I picked up a new book recently, “Let’s All Be Brave” by Annie Downs. The same week, my husband started reading “Chase the Lion” by our old pastor, Mark Batterson.
These books are great, encouraging us to go after “God-sized dreams,” admit to the world what we really want to do — and then pursue them with courage, passion and conviction.
But there’s a problem we both found — both of us. Our big dreams, at least right now, don’t seem to be all that big.
For him, a dream is to be cured of sometimes debilitating anxiety or have the confidence to speak in front of a room of people at work.
For me, I want to stop succumbing to random bouts of depression and drinking wine (or massive bowls of ice cream) at the end of a long day. I want to be a good mom (which I think I am) and a good wife and a good friend (the last two maybe could use some improvements…)
There are things in the back of my mind — like write a book, get published in Marie Claire, travel to Australia — but they are not on the forefront. The book has been a “dream” since I was a kid but I mean…I don’t have a clue what to write about. If I had a subject matter I felt like I could go after, I would but at this point, it sits lonely in a mind space for another day.
I don’t like to use having a baby as an excuse for not pursuing a dream. Busier women than me have built businesses, written books, traveled the world. I keep listening to all these podcasts aimed at entrepreneurs. I find them fascinating but I don’t have a dream of being one!

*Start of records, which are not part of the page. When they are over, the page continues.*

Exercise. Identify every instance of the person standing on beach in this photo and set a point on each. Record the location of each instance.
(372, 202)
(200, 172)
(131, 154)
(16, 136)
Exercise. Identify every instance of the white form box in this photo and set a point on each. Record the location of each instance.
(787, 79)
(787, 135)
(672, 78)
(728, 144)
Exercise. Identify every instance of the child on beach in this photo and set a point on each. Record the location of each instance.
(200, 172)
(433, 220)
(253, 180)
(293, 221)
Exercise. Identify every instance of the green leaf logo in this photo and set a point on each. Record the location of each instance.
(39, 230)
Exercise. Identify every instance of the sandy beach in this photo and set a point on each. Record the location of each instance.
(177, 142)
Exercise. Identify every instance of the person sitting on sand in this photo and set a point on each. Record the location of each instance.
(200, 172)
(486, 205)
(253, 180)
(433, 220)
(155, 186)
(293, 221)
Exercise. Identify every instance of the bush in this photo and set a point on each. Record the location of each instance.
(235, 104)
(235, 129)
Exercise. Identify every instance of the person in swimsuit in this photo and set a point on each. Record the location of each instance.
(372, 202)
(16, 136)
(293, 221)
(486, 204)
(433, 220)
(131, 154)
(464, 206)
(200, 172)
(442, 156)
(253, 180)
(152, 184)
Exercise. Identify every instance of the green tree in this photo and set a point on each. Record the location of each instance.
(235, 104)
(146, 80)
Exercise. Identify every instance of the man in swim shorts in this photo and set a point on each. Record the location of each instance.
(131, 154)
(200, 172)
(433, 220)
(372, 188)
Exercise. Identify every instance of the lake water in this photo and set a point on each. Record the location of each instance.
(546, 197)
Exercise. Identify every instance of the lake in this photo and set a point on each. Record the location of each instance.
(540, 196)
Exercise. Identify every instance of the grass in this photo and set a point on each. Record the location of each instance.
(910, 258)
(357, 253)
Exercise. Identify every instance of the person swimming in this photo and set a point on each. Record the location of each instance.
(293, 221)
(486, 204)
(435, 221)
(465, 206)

I guess what I’m trying to say is not everyone has the “big dream” in mind and wants to go after it right this second. Sometimes, we are just trying to survive in sanity, keep the house clean and be nice to each other.
Perhaps we will read more into these books and realize that these things too are in their own way, “God-sized” but I feel a bit like I’m letting myself down by not having a bigger dream.
To be honest, I had a dream or really getting my magazine (National Review) back on track from some things. Not to get into the weeds, but I felt I had the passion, some knowledge and willingness to learn to put us on the path for a successful future.
Then, I discovered, I don’t know nearly enough to orchestrate such a thing. I do my very best in my position and feel I’ve made a difference but the overwhelming nature of what needs to be done (once I realized how little I knew about things like ad sales, website development, etc.) has discouraged me. It was kind of my “big dream” that makes me wonder if it was the right one. (I also question if I want to pursue more lofty career goals, like someday be a President of Digital at a big company, but am not sure that’s the life I’m looking for.)
It’s not that I don’t want a God-sized dream, it’s that I’m struggling with how to find it. Mark says “Go after a dream that is destined to fail without divine intervention.”
I suppose that is the book, the magazine, my job and a couple of other things I have in mind. Maybe these books, more than anything, were made to get my attention. Maybe God is trying to whisper my dream to me and I need to shut up and listen.
Or maybe the dream is to find the courage to say no to a vice, to believe that healing will come for that anxiety or depression. To trust that God will let me know if and when we will have another child.
Maybe it’s both. In any case, I guess I should read past the first chapter of the book — and in the meantime, be still and keep my ears open.